I don’t want to pretend it’s not happening, but I’m really just trying to bury my head in the sand just enough. You know how when you’re walking somewhere far and you keep your eyes down, looking at your feet or counting the sidewalk cracks, you’re there before you know it, but if you keep looking ahead at the destination, it feels like forever? That’s sort of how I am approaching this. Head down, assuming we are in it forever, and hoping to be pleasantly surprised when one day, they just say the spread is over. The vaccine is ready. The flowers are in full bloom. You get a car and you get a car and you get a car! Everybody gets a car!

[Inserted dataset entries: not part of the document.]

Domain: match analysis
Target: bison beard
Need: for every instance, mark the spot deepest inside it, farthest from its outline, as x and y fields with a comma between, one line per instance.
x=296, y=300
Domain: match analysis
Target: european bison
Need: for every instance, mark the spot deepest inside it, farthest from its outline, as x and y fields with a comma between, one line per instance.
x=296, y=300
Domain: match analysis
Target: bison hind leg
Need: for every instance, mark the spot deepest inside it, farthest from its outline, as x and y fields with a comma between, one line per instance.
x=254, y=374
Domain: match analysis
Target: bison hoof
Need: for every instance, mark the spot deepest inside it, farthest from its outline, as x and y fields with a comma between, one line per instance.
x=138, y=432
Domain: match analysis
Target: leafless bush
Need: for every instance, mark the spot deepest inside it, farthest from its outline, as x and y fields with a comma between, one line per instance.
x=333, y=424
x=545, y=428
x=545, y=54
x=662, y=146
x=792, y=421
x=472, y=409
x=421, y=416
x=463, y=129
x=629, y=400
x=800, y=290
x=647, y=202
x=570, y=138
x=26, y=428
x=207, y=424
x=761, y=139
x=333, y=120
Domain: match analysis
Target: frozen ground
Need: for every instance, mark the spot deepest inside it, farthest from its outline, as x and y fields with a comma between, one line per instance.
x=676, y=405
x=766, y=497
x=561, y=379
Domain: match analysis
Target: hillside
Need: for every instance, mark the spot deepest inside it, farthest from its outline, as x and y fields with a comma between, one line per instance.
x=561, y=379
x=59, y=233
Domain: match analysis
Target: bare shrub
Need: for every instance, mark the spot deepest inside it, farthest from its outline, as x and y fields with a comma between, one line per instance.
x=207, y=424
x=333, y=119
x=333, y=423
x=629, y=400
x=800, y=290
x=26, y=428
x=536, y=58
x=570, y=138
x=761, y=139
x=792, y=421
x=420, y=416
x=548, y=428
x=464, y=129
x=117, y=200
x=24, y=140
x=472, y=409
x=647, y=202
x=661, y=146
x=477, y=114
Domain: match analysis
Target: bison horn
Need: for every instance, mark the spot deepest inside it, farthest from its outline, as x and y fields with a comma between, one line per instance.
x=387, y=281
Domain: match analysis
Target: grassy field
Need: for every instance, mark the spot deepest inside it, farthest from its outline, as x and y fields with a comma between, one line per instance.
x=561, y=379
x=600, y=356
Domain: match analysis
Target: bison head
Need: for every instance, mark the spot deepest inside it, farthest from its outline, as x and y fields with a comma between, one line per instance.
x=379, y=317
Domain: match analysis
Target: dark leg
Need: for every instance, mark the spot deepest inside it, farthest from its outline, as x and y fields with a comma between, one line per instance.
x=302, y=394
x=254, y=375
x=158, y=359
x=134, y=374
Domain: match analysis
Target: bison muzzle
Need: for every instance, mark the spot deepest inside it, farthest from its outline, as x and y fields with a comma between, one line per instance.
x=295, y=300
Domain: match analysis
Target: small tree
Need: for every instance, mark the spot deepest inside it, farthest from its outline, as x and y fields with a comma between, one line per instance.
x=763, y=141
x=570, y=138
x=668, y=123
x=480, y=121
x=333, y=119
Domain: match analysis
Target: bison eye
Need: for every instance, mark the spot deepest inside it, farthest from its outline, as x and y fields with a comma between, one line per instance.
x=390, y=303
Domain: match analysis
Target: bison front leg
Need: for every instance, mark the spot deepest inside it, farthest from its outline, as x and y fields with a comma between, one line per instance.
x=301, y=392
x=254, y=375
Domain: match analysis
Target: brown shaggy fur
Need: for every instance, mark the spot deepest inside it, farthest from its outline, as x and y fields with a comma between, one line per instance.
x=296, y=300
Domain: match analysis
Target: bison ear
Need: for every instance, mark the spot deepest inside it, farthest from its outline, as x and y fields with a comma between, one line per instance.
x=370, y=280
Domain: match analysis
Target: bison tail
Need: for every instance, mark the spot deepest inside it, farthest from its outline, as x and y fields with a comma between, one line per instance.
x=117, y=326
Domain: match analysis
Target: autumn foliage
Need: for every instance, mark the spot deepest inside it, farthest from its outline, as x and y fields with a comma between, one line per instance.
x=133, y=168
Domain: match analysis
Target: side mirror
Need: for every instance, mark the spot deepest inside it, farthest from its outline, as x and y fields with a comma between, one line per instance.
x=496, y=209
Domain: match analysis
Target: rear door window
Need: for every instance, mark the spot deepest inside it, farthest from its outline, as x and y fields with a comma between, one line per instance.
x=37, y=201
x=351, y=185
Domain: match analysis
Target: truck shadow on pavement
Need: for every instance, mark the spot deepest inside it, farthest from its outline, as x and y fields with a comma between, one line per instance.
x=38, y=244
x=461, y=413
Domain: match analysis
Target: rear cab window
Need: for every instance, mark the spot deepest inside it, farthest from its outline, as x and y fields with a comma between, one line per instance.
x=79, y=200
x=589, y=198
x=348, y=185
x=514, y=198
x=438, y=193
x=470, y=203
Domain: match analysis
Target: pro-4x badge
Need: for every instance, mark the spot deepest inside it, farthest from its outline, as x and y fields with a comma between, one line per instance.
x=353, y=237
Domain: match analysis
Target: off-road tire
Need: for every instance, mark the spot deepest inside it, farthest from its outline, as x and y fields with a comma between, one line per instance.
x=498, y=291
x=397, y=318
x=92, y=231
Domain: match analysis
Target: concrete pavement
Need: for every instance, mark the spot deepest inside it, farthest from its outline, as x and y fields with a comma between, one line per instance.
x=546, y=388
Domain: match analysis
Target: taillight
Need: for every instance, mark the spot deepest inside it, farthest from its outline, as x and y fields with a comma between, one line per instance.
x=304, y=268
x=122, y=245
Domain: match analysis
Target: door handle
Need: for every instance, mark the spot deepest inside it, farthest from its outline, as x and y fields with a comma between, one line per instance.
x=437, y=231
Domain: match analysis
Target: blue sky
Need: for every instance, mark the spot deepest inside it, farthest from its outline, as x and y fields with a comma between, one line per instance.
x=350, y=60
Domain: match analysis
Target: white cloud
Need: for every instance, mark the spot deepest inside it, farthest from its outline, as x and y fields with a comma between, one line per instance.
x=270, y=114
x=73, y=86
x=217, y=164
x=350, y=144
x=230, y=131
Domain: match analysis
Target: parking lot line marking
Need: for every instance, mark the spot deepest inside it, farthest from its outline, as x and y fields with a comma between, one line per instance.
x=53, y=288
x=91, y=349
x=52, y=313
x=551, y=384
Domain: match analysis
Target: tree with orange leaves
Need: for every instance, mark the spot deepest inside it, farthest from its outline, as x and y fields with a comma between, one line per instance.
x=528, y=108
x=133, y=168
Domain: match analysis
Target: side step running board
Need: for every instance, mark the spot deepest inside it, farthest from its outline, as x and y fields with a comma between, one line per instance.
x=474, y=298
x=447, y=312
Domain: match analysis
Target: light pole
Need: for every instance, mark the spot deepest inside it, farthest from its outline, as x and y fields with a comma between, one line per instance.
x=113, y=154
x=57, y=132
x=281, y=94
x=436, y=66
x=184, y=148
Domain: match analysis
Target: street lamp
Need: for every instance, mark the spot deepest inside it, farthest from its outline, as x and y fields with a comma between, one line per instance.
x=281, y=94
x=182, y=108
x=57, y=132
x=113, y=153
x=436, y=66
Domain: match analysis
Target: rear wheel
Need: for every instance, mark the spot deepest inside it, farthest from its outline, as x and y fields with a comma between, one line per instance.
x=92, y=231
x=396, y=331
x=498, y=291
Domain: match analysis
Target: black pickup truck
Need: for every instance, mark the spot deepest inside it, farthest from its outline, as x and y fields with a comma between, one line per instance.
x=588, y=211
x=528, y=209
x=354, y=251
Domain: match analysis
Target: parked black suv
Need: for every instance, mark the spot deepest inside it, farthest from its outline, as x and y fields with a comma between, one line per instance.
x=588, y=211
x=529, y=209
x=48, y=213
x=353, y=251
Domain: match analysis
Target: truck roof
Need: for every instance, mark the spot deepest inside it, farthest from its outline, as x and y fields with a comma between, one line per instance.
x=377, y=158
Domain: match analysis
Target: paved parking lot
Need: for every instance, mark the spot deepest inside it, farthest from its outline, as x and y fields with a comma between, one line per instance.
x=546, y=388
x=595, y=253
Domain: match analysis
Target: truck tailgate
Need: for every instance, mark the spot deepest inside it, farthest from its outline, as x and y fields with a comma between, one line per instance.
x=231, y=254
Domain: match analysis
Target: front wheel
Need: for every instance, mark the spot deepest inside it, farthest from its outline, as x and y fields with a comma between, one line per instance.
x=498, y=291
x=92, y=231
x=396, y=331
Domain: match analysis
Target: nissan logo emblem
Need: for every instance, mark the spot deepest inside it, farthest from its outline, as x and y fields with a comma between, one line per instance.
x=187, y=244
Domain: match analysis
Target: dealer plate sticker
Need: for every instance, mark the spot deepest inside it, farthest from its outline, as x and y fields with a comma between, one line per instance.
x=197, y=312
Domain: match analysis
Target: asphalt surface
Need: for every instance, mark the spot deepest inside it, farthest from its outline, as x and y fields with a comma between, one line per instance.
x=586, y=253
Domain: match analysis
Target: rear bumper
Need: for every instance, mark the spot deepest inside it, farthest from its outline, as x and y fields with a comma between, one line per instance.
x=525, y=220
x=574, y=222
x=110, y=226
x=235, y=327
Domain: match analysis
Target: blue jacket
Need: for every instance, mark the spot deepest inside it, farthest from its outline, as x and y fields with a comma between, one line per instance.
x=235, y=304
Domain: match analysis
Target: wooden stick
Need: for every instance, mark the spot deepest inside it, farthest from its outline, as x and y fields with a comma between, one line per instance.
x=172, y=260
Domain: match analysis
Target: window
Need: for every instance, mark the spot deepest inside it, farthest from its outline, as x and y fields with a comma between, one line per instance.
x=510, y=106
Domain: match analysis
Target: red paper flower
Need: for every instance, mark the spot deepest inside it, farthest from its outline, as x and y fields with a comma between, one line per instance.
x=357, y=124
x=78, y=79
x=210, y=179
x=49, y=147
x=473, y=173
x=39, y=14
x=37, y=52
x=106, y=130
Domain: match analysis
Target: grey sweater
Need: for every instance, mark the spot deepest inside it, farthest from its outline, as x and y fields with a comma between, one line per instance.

Until then, though, more wiping down my groceries with Clorox wipes and singing the ABCs in front of the sink.

Stay safe. Wash your hands. Stay the fuck home. I love you.


  • Kids (and really everyone) talk VERY loud when they are video chatting with headphones on.
  • Outside is amazing.
  • When people are scared, sometimes anger bubbles right up to the surface.
  • Wearing real pants all day, while not the most comfortable, makes me feel more human.
  • Obvious things don’t seem the same level of obvious to all people.
  • Algebra is hard.
  • When people are scared, sometimes incredible human kindness and generosity bubbles right up to the surface.
  • Bread, eggs, and milk (ok, half and half) really are snow day/quarantine necessities in my family and it has nothing to do with French toast.
  • Having a kid has really changed my perception of my own mortality. I think there might have been a time in the past where I thought: well, if I get it, I get it. That is not the case anymore.
  • Booking future airfare in the middle of this shows incredible optimism (which, aside from my daily 10-minute freakout and nighttime news saturation, I have.)
  • Snow days and natural disasters only offer local empathy and community. Global pandemics offer a sense of oneness many have never experienced in their lives.